In der Sache kann das gemäß § 54 Abs. 1 NAG geltend gemachte, von ihrer Mutter abgeleitete unionsrechtliche Aufenthaltsrecht der Beschwerdeführerin nach dem Inhalt des angefochtenen Bescheides aber nicht abschließend beurteilt werden.
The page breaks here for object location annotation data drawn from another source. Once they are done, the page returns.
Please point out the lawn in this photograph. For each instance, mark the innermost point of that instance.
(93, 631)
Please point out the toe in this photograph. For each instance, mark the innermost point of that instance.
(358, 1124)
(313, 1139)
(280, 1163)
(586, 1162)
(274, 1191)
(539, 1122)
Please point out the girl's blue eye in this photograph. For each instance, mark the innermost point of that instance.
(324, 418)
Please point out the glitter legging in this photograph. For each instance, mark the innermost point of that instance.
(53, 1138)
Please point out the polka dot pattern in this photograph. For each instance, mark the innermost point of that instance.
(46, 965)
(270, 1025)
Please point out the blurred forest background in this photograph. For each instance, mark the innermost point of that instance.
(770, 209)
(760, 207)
Die belangte Behörde hat nämlich über den Beginn und die Dauer einer faktischen Wohnungnahme der Mutter der Beschwerdeführerin in Deutschland (die mit einer polizeilichen Meldung nicht gleichgesetzt werden kann) in rechtlicher Verkennung der Notwendigkeit keine Feststellungen getroffen.

Jedenfalls dann, wenn eine tatsächliche, effektive (und nicht bloß - was der Begründung des angefochtenen Bescheides allerdings nicht entnommen werden kann - zum Schein erfolgte) Wohnungnahme in Deutschland von mehr als drei Monaten (laut Vorbringen der Beschwerdeführerin vom bis zum ) hervorgekommen wäre, erschiene dies gemäß § 57 NAG als ausreichende Grundlage für die Dokumentation eines unionsrechtlich begründeten Aufenthaltsrechts der Beschwerdeführerin (vgl. zuletzt das hg. Erkenntnis vom , Zl. 2010/22/0011).
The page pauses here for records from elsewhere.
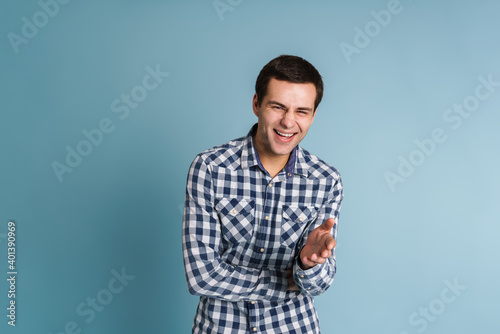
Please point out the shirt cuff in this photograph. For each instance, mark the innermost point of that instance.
(305, 279)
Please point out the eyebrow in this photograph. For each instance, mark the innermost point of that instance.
(283, 106)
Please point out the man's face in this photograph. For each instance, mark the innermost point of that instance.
(285, 115)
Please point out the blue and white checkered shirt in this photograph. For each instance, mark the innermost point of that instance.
(243, 229)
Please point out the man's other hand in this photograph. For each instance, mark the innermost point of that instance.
(318, 246)
(291, 281)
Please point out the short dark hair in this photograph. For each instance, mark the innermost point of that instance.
(292, 69)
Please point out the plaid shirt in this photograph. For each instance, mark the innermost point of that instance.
(243, 229)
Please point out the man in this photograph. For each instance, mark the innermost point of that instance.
(260, 215)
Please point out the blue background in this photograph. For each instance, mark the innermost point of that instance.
(121, 206)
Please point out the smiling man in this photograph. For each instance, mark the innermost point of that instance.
(260, 218)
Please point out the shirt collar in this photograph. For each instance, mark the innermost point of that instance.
(249, 157)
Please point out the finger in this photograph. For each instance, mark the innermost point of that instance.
(328, 224)
(330, 243)
(326, 254)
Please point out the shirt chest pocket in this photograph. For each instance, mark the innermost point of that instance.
(294, 221)
(237, 219)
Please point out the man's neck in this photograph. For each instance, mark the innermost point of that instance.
(273, 164)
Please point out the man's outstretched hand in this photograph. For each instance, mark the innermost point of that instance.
(318, 246)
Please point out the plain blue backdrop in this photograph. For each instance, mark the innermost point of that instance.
(417, 217)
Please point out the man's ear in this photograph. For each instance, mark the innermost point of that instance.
(255, 105)
(314, 115)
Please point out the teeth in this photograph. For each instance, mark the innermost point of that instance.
(284, 134)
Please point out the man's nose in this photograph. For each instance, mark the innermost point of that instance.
(288, 119)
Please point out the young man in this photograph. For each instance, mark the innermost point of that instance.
(260, 215)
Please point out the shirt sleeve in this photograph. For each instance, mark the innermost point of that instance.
(206, 274)
(316, 280)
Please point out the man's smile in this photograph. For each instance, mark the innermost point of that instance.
(285, 136)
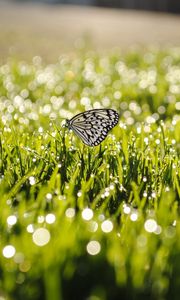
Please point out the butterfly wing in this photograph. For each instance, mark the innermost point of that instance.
(93, 126)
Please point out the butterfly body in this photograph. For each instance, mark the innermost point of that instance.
(92, 126)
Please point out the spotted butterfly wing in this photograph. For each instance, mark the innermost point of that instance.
(93, 125)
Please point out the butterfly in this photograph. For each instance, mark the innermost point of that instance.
(92, 126)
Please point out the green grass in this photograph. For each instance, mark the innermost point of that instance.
(130, 183)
Eine neben der Begründung eines Wohnsitzes ausgeübte Berufstätigkeit in Deutschland kann dagegen für eine relevante Ausübung der Freizügigkeit nicht gefordert werden. Auch die ohne wirtschaftliche Zweckbindung erfolgende Ausübung der Freizügigkeit nach Art. 21 AEUV samt daraus folgender Inanspruchnahme des unionsrechtlichen Aufenthaltsrechtes ist nämlich von § 57 NAG erfasst. Hat also die Mutter der Beschwerdeführerin als österreichische Staatsbürgerin ihr Recht nach Art. 7 der Richtlinie 2004/38/EG ausgeübt und ist sie im Anschluss daran nicht bloß vorübergehend nach Österreich zurückgekehrt, so ist der Beschwerdeführerin als ihrer Familienangehörigen ebenso das Recht einzuräumen, sich für mehr als drei Monate oder auf Dauer im Bundesgebiet aufzuhalten (vgl. dazu neuerlich das zitierte hg. Erkenntnis vom , mwN).
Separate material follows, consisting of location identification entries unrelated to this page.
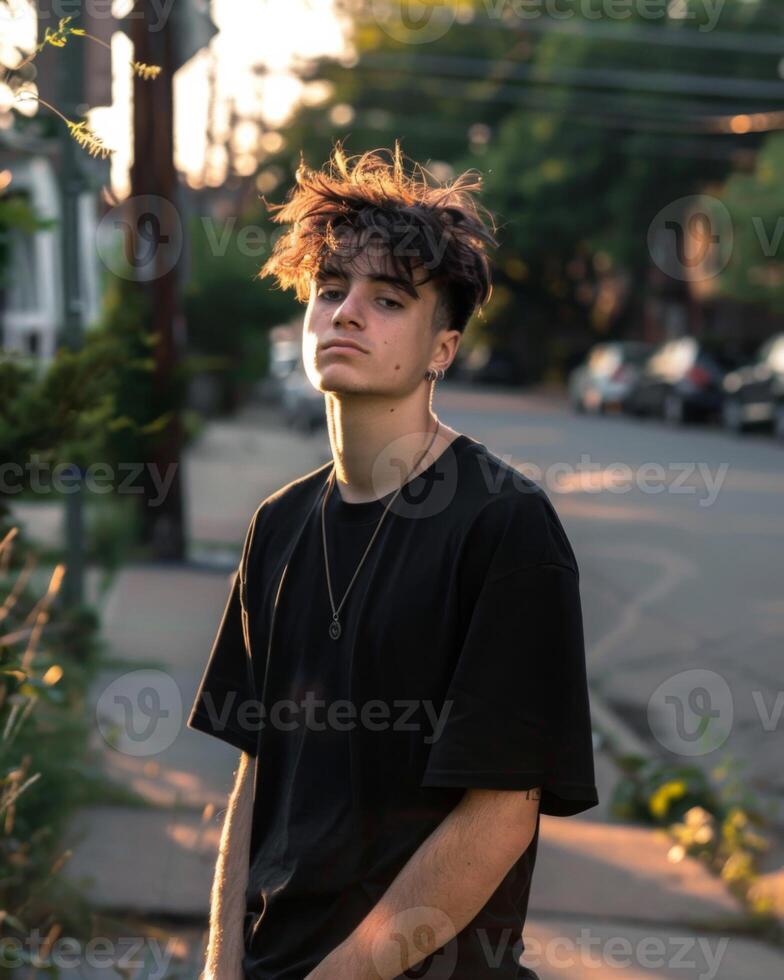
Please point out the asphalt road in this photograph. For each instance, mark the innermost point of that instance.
(679, 536)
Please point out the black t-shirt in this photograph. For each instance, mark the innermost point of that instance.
(460, 663)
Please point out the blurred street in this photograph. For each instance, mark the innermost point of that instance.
(598, 881)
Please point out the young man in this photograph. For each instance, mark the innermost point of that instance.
(401, 658)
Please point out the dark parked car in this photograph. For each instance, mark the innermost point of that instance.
(606, 375)
(681, 381)
(488, 365)
(754, 393)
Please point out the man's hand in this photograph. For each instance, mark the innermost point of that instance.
(443, 886)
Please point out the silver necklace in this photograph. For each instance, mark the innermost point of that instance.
(335, 628)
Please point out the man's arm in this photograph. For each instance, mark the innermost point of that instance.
(442, 887)
(226, 946)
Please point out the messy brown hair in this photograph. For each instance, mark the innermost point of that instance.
(363, 201)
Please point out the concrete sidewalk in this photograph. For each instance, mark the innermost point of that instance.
(606, 901)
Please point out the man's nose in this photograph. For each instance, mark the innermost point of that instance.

Diese Umstände hat die belangte Behörde unberücksichtigt gelassen, sodass der angefochtene Bescheid gemäß § 42 Abs. 2 Z. 1 VwGG wegen Rechtswidrigkeit seines Inhaltes aufzuheben war.

Der Ausspruch über den Aufwandersatz gründet sich - im Umfang des Begehrens - auf die §§ 47 ff VwGG in Verbindung mit der VwGH-Aufwandersatzverordnung 2008.